Re: [PATCH] i386 rw_semaphores fix

From: H. Peter Anvin (hpa@zytor.com)
Date: Wed Apr 11 2001 - 13:05:31 EST


Followup to: <Pine.LNX.4.31.0104101750320.15069-100000@penguin.transmeta.com>
By author: Linus Torvalds <torvalds@transmeta.com>
In newsgroup: linux.dev.kernel
>
> Note that the "fixup" approach is not necessarily very painful at all,
> from a performance standpoint (either on 386 or on newer CPU's). It's not
> really that hard to just replace the instruction in the "undefined
> instruction" handler by having strict rules about how to use the "xadd"
> instruction.
>
> For example, you would not actually fix up the xadd to be a function call
> to something that emulates "xadd" itself on a 386. You would fix up the
> whole sequence of "inline down_write()" with a simple call to an
> out-of-line "i386_down_write()" function.
>
> Note that down_write() on an old 386 is likely to be complicated enough
> that you want to do it out-of-line anyway, so the code-path you take
> (afetr the first time you've trapped on that particular location) would be
> the one you would take for an optimized 386 kernel anyway. And similarly,
> the restrictions you place on non-386-code to make it fixable are simple
> enough that it probably shouldn't make a difference for performance on
> modern chips.
>

This reminds me a lot of how FPU emulation was done on 16-bit x86
CPUs, which didn't have the #EM trap on FPU instructions. Each FPU
instruction would actually be assembled as CD + <FPU insn>, except
that the first byte of the FPU insn had its top bits modified. Of
course the CD is the first byte of the INT instruction, so it would
dispatch to a very small set of interrupt vectors based on the first
byte of the FPU instruction; in case there really was an FPU it would
patch in <FPU insn>+NOP, otherwise it would patch in CALL <FPU
emulation routine> if you were running in a small-code model, or just
emulate it in a large-code model (since the far CALL wouldn't fit.)
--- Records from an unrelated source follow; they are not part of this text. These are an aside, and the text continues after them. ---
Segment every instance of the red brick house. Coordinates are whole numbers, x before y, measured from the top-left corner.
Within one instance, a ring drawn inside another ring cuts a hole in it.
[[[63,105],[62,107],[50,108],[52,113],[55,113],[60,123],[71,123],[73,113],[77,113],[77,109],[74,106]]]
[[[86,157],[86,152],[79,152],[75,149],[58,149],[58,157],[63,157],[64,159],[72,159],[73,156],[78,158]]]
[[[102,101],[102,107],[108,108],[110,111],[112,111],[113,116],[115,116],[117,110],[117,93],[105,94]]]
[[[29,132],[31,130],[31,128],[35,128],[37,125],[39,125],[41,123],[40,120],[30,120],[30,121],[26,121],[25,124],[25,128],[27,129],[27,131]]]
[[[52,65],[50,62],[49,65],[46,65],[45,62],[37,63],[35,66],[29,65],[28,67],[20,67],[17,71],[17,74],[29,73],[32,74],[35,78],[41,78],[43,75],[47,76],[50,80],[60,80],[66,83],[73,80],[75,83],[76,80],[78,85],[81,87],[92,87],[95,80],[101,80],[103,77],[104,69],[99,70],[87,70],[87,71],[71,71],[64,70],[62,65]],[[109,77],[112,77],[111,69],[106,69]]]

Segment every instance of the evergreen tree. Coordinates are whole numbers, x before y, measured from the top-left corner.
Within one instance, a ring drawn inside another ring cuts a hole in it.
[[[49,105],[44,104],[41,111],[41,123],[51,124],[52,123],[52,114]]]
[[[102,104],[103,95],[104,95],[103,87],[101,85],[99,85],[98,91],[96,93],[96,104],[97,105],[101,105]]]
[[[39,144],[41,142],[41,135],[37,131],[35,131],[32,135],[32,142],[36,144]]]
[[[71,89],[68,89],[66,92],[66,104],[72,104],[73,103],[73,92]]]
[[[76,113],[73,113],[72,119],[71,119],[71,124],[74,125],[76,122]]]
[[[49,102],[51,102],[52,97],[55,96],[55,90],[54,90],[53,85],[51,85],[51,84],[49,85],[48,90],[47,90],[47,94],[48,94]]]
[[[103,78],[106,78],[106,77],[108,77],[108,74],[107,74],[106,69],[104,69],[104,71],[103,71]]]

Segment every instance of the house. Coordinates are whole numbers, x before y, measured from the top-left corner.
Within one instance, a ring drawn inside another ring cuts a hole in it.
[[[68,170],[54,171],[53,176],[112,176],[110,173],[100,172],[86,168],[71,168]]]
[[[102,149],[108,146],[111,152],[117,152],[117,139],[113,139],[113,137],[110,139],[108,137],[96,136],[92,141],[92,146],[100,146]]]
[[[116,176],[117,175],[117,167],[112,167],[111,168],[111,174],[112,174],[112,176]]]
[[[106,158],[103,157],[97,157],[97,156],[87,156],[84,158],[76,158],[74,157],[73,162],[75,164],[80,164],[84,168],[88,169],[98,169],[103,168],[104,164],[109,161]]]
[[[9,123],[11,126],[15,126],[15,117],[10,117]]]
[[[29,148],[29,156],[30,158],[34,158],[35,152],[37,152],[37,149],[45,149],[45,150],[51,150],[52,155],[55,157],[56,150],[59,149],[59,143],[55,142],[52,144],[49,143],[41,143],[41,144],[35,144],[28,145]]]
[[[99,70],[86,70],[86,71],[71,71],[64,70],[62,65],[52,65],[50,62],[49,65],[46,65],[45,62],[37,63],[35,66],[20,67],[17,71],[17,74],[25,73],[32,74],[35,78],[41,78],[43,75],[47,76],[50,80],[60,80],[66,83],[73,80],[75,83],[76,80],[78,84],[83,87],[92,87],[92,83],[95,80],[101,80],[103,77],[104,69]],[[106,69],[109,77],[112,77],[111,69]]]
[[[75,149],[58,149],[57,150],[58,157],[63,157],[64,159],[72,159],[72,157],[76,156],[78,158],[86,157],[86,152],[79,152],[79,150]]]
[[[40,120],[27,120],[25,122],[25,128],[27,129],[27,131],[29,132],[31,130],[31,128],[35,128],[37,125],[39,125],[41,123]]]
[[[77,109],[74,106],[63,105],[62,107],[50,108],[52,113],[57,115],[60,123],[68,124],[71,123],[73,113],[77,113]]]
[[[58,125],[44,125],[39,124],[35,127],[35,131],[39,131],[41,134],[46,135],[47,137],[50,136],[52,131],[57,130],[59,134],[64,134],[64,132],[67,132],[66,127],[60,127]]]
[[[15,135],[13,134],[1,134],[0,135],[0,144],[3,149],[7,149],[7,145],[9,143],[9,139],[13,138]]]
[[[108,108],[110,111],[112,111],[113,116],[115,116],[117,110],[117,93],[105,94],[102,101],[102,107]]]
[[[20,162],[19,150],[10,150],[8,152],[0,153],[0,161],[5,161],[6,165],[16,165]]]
This is a very nice way to deal with this, since your performance
impact is virtually nil in either case, since you're only taking the
trap once per call site. A little bit of icache footprint, that's
all.

Now, if you're compiling for 486+ anyway, you would of course not add
the extra padding, and skip the trap handler.

        -hpa

-- 
<hpa@transmeta.com> at work, <hpa@zytor.com> in private!
"Unix gives you enough rope to shoot yourself in the foot."